# So... my 7D quit



## minicoop1985 (Oct 26, 2014)

I was mid shot, pressed the shutter release, mirror opened, aaaaaand nothing. No screens, nothing. Replaced the battery and did a hard reset, came back to life for about 5 shots, then nothing. Checked the batteries, all were charged. Did another hard reset and it's still completely lifeless. No pins are bent, and I made sure the CF door was shut. My big question is will this be worth fixing? It's gotta be an electronic failure of some kind.


Edit: I should also add that this is my only DSLR, so I'm kiiiinda screwed for a while.


----------



## Overread (Oct 27, 2014)

Thank you for your post. Upon review the moderation and admin team has decided to award you one free "licence to get a 7DMII" card. This is valid for only one use and is non-transferable.

You card should arrive in the post within the next 36 months.

We advise caution when presenting your card to significant others in your family.



If its a repair job the only way to find out if its worth paying is to send it into Canon to get a repair quote. IT could be something small or major. Clearly if repairs will cost more than a second hand or new unit then chances are its not worth it. The 7D is going fairly cheap second hand if you want to get one off ebay or retail stores - whilst the MII is also coming out very soon, but will come with a high price tag.


----------



## astroNikon (Oct 27, 2014)

Bummer
Take it to Nikon for a replacement 
It will cost you though

... Send it into Canon ... But they are not expensive right now ... Comparatively to replace


----------



## goodguy (Oct 27, 2014)

Perfect timing, now that the 7D II is coming out.
Throw it away and get the new lion.
On the other hand if you dont have the cash then the 7D is still a very capable camera and the question whether to fix it or not will not make any difference, you need a camera and yours is broken, you will have to fix it or buy another camera.


----------



## lambertpix (Oct 27, 2014)

Sorry to hear about it.  I'm not sure you've got too much choice but to send it in to Canon.  If they quote you a "fix" price that's higher than you want to pay, I believe they've got a program where you can use the camera as a trade-in on a new body.

Good luck!


----------



## KmH (Oct 27, 2014)

You won't know if it's worth fixing until a repair shop tells you what the problem is and how much a repair will cost.
An electronic problem could be as simple as a ribbon came came loose.

If you want to upgrade, it still may make money sense to get the 7D repaired so you can sell it.


----------



## JustJazzie (Oct 27, 2014)

Does the 7d have wifi?

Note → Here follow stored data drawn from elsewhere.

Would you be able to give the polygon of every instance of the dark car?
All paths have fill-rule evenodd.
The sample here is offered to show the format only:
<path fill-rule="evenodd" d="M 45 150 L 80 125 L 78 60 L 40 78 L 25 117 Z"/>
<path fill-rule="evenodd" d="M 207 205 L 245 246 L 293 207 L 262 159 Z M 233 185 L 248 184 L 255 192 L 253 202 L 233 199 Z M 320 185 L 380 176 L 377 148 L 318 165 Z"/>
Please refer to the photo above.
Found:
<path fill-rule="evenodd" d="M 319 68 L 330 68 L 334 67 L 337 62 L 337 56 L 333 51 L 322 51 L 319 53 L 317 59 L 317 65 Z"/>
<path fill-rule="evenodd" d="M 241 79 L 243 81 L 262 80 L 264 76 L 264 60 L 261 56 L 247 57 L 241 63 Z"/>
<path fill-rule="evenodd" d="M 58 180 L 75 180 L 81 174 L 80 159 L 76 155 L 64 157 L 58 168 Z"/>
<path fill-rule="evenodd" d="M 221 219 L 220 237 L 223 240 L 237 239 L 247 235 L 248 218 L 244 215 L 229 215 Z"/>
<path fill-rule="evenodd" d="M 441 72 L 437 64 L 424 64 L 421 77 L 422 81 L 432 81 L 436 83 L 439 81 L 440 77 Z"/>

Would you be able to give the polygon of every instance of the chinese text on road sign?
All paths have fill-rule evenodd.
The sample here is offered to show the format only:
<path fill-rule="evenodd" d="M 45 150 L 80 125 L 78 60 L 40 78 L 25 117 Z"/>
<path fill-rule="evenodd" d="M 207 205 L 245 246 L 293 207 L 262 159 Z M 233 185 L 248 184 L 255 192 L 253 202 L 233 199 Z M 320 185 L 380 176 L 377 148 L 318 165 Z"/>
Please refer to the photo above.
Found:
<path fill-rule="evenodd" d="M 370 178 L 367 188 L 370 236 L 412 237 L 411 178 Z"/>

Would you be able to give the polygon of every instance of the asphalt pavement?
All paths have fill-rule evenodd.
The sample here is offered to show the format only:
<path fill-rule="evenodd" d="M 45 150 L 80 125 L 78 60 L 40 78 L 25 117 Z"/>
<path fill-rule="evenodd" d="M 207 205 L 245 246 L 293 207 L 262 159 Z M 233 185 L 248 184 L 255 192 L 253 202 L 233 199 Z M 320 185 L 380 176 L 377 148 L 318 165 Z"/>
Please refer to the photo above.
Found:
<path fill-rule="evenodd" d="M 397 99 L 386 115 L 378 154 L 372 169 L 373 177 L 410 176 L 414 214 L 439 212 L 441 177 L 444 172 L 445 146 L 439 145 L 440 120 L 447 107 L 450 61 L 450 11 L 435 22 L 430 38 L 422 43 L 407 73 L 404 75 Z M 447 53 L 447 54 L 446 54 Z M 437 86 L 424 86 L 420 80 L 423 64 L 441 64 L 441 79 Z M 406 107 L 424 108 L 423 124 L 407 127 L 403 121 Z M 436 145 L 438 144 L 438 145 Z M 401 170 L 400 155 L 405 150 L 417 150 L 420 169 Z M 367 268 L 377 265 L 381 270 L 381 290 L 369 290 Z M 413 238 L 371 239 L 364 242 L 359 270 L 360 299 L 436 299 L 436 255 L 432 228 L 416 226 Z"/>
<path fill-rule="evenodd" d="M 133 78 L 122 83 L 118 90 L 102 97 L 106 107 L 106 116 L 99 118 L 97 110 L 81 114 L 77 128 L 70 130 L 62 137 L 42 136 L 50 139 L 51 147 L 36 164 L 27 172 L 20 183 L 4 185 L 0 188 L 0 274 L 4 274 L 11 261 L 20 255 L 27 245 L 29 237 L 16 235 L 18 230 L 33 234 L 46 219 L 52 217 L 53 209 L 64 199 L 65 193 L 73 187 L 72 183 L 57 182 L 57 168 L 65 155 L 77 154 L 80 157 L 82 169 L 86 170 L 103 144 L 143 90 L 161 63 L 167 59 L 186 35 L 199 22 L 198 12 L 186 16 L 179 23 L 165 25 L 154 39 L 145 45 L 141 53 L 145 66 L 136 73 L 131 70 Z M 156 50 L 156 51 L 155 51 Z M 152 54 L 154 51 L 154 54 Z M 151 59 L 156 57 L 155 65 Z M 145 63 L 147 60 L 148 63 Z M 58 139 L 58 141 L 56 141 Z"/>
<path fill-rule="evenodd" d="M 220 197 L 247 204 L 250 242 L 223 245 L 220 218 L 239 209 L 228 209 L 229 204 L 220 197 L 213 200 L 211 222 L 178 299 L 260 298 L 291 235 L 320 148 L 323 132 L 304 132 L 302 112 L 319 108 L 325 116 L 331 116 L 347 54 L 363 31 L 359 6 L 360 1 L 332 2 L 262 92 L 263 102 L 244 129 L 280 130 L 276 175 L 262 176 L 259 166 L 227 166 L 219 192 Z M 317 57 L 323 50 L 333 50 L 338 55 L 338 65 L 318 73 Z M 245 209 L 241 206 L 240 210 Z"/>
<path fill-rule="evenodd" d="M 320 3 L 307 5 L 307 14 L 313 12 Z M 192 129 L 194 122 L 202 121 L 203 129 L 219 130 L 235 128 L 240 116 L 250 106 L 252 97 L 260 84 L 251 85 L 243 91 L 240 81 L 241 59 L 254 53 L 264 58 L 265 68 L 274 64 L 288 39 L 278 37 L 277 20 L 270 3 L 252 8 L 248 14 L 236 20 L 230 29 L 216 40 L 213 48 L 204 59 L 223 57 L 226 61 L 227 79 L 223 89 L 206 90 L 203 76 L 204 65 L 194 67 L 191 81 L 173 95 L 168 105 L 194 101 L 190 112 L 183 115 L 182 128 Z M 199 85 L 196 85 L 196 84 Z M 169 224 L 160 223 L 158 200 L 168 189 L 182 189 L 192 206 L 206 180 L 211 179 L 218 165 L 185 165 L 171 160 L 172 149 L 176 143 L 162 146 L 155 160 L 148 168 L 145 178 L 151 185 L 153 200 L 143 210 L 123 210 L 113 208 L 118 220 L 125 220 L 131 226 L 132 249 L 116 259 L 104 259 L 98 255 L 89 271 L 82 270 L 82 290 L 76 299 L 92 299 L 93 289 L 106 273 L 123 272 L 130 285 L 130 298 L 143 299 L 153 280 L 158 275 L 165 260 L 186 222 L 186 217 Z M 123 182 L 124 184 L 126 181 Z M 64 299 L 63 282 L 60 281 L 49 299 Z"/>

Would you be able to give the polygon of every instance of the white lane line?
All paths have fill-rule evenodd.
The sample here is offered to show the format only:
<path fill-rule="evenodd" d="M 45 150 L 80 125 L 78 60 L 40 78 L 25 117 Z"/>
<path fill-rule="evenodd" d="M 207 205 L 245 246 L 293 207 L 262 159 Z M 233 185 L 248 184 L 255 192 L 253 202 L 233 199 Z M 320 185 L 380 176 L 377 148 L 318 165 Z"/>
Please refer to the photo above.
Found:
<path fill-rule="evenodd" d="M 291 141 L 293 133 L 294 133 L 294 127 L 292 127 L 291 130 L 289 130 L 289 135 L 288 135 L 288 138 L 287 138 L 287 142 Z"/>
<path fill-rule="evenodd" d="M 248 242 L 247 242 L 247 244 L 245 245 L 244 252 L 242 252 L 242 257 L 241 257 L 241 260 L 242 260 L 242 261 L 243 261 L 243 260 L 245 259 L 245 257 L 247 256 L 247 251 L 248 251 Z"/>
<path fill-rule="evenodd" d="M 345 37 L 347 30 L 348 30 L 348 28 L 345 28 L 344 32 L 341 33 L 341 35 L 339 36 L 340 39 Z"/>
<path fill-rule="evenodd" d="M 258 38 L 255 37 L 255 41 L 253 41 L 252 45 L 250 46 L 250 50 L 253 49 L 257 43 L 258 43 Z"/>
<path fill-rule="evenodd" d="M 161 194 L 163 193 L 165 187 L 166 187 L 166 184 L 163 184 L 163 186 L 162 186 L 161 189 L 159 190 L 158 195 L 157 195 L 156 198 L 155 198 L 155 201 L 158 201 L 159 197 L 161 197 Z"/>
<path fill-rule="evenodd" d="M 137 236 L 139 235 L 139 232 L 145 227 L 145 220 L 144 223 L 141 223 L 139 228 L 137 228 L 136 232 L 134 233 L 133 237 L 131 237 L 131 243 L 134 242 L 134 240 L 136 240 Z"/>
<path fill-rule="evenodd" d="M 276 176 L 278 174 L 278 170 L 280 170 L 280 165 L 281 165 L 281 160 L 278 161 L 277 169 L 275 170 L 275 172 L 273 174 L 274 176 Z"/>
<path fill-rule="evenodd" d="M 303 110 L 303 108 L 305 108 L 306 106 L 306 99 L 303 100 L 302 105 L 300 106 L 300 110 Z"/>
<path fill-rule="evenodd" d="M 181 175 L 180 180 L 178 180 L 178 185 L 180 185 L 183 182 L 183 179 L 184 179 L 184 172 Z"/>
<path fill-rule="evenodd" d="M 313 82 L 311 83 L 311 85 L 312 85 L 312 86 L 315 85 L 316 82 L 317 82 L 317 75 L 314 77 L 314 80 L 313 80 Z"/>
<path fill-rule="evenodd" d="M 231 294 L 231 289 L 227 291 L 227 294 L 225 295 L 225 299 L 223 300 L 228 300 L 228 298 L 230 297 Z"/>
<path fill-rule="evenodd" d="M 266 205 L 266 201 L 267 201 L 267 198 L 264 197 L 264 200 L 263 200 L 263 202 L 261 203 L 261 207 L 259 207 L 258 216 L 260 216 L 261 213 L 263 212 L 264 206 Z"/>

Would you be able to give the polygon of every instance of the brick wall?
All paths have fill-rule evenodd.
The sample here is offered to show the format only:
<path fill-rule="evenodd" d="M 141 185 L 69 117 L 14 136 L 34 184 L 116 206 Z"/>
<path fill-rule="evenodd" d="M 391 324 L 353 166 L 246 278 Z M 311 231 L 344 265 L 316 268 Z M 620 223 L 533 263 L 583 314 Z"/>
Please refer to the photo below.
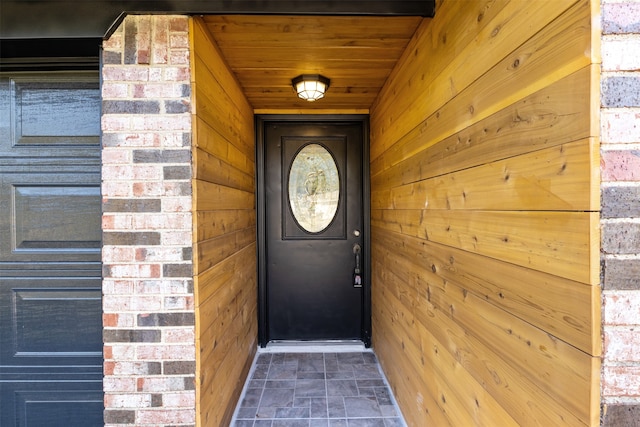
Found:
<path fill-rule="evenodd" d="M 104 42 L 105 424 L 195 424 L 188 18 Z"/>
<path fill-rule="evenodd" d="M 640 2 L 601 0 L 605 426 L 640 419 Z"/>

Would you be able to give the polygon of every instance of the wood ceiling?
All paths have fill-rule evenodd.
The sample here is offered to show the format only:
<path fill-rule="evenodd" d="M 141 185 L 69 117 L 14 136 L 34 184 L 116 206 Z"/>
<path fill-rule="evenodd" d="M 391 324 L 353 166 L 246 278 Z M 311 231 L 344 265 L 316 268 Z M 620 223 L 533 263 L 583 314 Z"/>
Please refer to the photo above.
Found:
<path fill-rule="evenodd" d="M 368 110 L 421 17 L 208 15 L 204 22 L 256 112 Z M 291 79 L 322 74 L 326 96 L 297 98 Z"/>

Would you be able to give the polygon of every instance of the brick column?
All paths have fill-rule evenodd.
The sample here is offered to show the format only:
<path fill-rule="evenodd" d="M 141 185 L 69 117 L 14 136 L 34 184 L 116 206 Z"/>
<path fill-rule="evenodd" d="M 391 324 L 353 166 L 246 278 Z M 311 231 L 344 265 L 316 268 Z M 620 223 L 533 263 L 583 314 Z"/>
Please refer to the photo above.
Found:
<path fill-rule="evenodd" d="M 640 2 L 602 0 L 604 426 L 640 420 Z"/>
<path fill-rule="evenodd" d="M 105 424 L 195 424 L 188 18 L 128 16 L 102 67 Z"/>

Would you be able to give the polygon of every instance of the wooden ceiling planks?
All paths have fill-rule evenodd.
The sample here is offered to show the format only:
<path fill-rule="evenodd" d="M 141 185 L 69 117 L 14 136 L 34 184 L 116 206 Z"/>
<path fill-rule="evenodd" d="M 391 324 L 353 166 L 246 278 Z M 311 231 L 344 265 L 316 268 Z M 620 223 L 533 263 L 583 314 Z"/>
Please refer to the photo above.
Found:
<path fill-rule="evenodd" d="M 421 17 L 208 15 L 203 21 L 257 111 L 368 109 Z M 299 100 L 291 79 L 331 79 L 324 99 Z"/>

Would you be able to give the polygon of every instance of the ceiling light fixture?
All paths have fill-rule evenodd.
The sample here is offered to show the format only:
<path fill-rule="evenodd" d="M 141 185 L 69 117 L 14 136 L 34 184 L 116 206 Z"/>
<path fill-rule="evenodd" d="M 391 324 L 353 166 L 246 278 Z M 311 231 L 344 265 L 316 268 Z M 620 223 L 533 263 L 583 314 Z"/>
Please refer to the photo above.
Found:
<path fill-rule="evenodd" d="M 317 101 L 324 97 L 331 81 L 320 74 L 301 74 L 291 80 L 298 97 L 307 101 Z"/>

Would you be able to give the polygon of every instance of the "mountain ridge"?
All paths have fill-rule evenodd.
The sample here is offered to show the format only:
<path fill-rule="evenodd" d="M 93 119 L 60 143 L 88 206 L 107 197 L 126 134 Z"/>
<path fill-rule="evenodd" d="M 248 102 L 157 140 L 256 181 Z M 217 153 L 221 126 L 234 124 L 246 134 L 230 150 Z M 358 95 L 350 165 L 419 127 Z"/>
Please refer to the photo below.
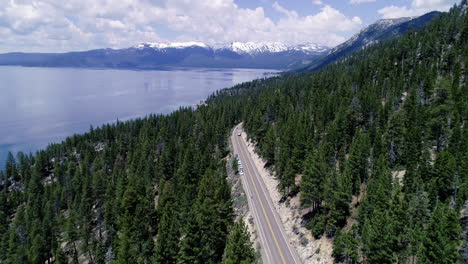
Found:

Did you update it recently? Whenever a new cell phone comes out and I update my OS, it starts glitching. I'm convinced its a conspiracy thrown out my manufacturers to make you want a new one. :giggle:
On a serious note:
I'm so sorry you're camera is dead. I would be devastated, hopefully canon can fix it Inexpensively and quickly!


----------



## minicoop1985 (Oct 27, 2014)

Thanks for the advice, everyone. I'll be sending it in for a quote first before doing anything. In the mean time, I need a Sony hot shoe adapter because my wife HAD to get something without a real hot shoe...


----------



## astroNikon (Oct 27, 2014)

minicoop1985 said:


> Thanks for the advice, everyone. I'll be sending it in for a quote first before doing anything. *In the mean time, I need a Sony hot shoe adapter* because my wife HAD to get something without a real hot shoe...


you can get these at many local stores  






I nearly bought a Sony when I was first looking as the specs look really good.


OR something like this for $ 20 ==> DLC DL-0415 Hot Shoe Adapter for Sony DLSR Camera DL-0415


----------



## minicoop1985 (Oct 27, 2014)

I feel like using that more than I care to admit... lol

update: she's let me use it as long as she can cause bodily harm if I break it.


----------